You end up realizing that, for all the technical jargon and numbers, the choice of this compound boils down to research flexibility. Being able to shift strategies without going back to square one lets the team take bigger risks and ask harder questions. In practice, few molecules offer better “pivot potential” in streamlined building-block chemistry than this one, and I say that after years tracking many routes and chasing countless “close but not quite” analogs.
I’ve supervised new students and early-career researchers grappling with these benchwork realities. Training focuses partly on theory, but mostly on how to handle the day-to-day, including choosing and using specialty aromatics. Watching graduate students discover the difference a smartly-substituted aniline makes in a key experiment always reinforces just how vital this knowledge transfer is.
Mistakes happen, surprises crop up, and only strong peer-to-peer knowledge bridges the gap between theoretical study and real-world practice. If there’s a point of pride in my work, it’s in seeing how teams come together around that “just right” molecule, troubleshooting side by side with a mix of humility and mutual respect. This culture—one less about bravado and more about results— fuels discovery and sustainable progress.
Even with solid products in hand, no path is perfectly smooth. Impurities, solubility quirks, and scale-up challenges remain stubborn facts. Good supplier partnerships let you push past these snags. Open sharing among chemists—now increasingly the norm with preprints, conference talks, and virtual roundtables—brings minor tips and collective hacks to the fore.

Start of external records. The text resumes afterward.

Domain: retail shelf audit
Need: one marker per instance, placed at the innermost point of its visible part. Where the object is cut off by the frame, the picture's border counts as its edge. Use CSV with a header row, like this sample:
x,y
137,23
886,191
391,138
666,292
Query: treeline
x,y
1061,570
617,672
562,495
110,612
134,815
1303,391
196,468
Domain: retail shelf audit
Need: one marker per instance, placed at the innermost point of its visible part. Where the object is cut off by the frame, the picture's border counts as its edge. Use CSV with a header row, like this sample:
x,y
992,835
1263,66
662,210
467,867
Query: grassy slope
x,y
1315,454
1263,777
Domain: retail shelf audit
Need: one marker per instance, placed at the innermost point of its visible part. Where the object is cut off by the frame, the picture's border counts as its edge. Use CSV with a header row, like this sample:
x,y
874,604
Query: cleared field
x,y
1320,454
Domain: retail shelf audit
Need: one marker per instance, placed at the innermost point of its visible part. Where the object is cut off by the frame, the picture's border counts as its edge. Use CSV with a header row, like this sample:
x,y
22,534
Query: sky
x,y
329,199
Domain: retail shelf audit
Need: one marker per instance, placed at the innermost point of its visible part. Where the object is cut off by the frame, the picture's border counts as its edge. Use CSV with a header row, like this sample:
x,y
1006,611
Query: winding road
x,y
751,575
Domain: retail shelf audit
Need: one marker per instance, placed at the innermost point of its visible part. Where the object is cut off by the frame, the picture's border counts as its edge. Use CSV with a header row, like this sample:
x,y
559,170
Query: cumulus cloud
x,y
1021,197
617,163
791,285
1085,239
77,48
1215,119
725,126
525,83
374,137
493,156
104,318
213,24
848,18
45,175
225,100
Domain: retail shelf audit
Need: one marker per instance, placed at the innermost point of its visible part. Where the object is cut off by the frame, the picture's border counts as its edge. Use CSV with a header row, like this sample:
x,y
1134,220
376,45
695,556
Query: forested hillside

Purification stands out as a recurring obstacle for specialty nitroanilines. Crystallization, preparative chromatography, and careful solvent selection all demand trial and error. My advice to newcomers: don’t shy away from reaching out to the technical support staff of your supplier. Many are open to consulting about which solvents, techniques, or additives minimize loss and maximize throughput.
With tighter budgets and higher pressure for rapid results, choosing multifaceted building blocks like this fluorinated, brominated, and nitrated aniline keeps teams moving swiftly and intelligently. The right choice of starting material determines whether a month’s worth of work heads for publication or ends up in the “lessons learned” file. By sharing best practices, supporting open literature, and building on one another’s practical experience, researchers advance far faster than by competing for secret sauce.
In the end, the momentum behind functionalized aromatic amines like 2-Fluoro-4-Bromo-6-Nitroaniline is only going to grow as the small-molecule world demands more tailored, responsive, and differentiated tools. For those who make their living at the laboratory bench, the lesson is clear: investing in the right starting points pays dividends not just for your own work, but for collaborators and the next generation coming up behind you.